A flowmeter arranged in the supply path of a fluid (gas) for measuring the amount of supply of the fluid is generally so configured as to measure the instantaneous flow rate of the fluid by using a flow sensor and to integrate the measured flow rate. The integrated flow rate measured by the flowmeter is used as information on the basis of which the user is charged for the supply of the fluid, namely, for the amount of the fluid (gas) used. Thus, it is essential that the flowmeter should be able to measure the fluid supply amount with accuracy.
Depending on the location where the flowmeter is installed, however, it is occasionally the case that the fluid (gas) fluctuates even though the fluid is actually not in use. For example, after flowing regularly in one direction, the fluid (gas) slowly flows backward in the opposite direction. Such fluctuation of the fluid is caused by pressure imbalance between the opposite sides of the flowmeter due to conditions of use of the fluid (gas) in other supply systems, or by uneven distribution of temperature in the piping. Since the flowmeter merely integrates the instantaneous flow rate measured by the flow sensor, a problem arises in that the flow rate of the fluctuating fluid is repeatedly added up.
Conventionally, therefore, check valves are provided on the opposite sides of the flowmeter, for example. The use of the valves, however, makes the construction of the flowmeter complicated and also leads to increase in manufacturing cost. Also, a proposal has been made that in a low flow rate region where fluctuation of the fluid takes place, the integration of measured flow rates should be suspended. Where the fluid is not fluctuating but just flowing at a very small rate, however, the flow rate of the fluid fails to be measured, entailing increase in measurement error.
There has also been proposed a method in which the instantaneous flow rate of a fluid, measured by a flow sensor, is added or subtracted, depending on the flowing direction of the fluid, over a predetermined time, the resultant positive value is added to the totalized flow rate only if the positive value is greater than a preset threshold, and the resultant negative value is reset if the negative value is greater than a preset threshold (see, e.g., Patent Document 1).

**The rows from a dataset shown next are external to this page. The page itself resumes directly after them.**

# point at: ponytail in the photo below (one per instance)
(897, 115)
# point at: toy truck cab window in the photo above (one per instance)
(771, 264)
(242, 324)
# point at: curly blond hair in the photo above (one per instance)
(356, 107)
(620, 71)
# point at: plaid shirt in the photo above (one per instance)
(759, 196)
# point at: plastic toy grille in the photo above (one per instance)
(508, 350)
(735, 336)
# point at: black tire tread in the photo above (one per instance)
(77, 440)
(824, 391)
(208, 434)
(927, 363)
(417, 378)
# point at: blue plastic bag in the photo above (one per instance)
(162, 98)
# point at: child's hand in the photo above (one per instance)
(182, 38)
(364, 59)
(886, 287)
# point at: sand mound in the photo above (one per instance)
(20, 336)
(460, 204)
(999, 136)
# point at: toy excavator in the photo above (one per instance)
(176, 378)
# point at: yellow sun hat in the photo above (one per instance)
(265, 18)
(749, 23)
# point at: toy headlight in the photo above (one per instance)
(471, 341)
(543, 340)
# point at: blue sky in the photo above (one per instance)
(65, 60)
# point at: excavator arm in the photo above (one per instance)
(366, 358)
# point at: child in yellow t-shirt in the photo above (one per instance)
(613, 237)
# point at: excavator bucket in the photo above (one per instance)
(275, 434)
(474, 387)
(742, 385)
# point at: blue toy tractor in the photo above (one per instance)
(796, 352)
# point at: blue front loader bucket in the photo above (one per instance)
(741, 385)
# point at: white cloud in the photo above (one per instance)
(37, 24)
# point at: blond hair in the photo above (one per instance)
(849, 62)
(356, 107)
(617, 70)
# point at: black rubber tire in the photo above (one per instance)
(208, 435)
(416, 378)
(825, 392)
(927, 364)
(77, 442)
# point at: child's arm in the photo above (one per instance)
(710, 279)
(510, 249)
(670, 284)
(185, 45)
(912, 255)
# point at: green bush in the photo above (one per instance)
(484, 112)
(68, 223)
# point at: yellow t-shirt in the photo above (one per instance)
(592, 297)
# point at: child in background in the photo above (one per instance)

Patent Document 1: Unexamined Japanese Patent Publication No. 2002-81978
In this method, however, in order to cancel out fine changes in the flow rate of the fluid in the forward and backward directions over the predetermined time, a cumulative sum of the instantaneous flow rates measured by the flow sensor is not added to the totalized flow rate until the cumulative sum exceeds the preset threshold. A problem therefore arises in that the minimum metering unit (integration unit) for the flow rate integration is determined by the threshold. In cases where the fluid fluctuates in the forward and backward directions in large quantities and at the same time the fluctuation takes places at long intervals of time, the threshold needs to be set to a relatively large value, making the minimum metering unit even larger. Further, it is necessary that the forward and backward fluctuation of the fluid be canceled out over a long period of time corresponding to the fluctuation interval, giving rise to a problem that the interval for the flow rate integration is also prolonged.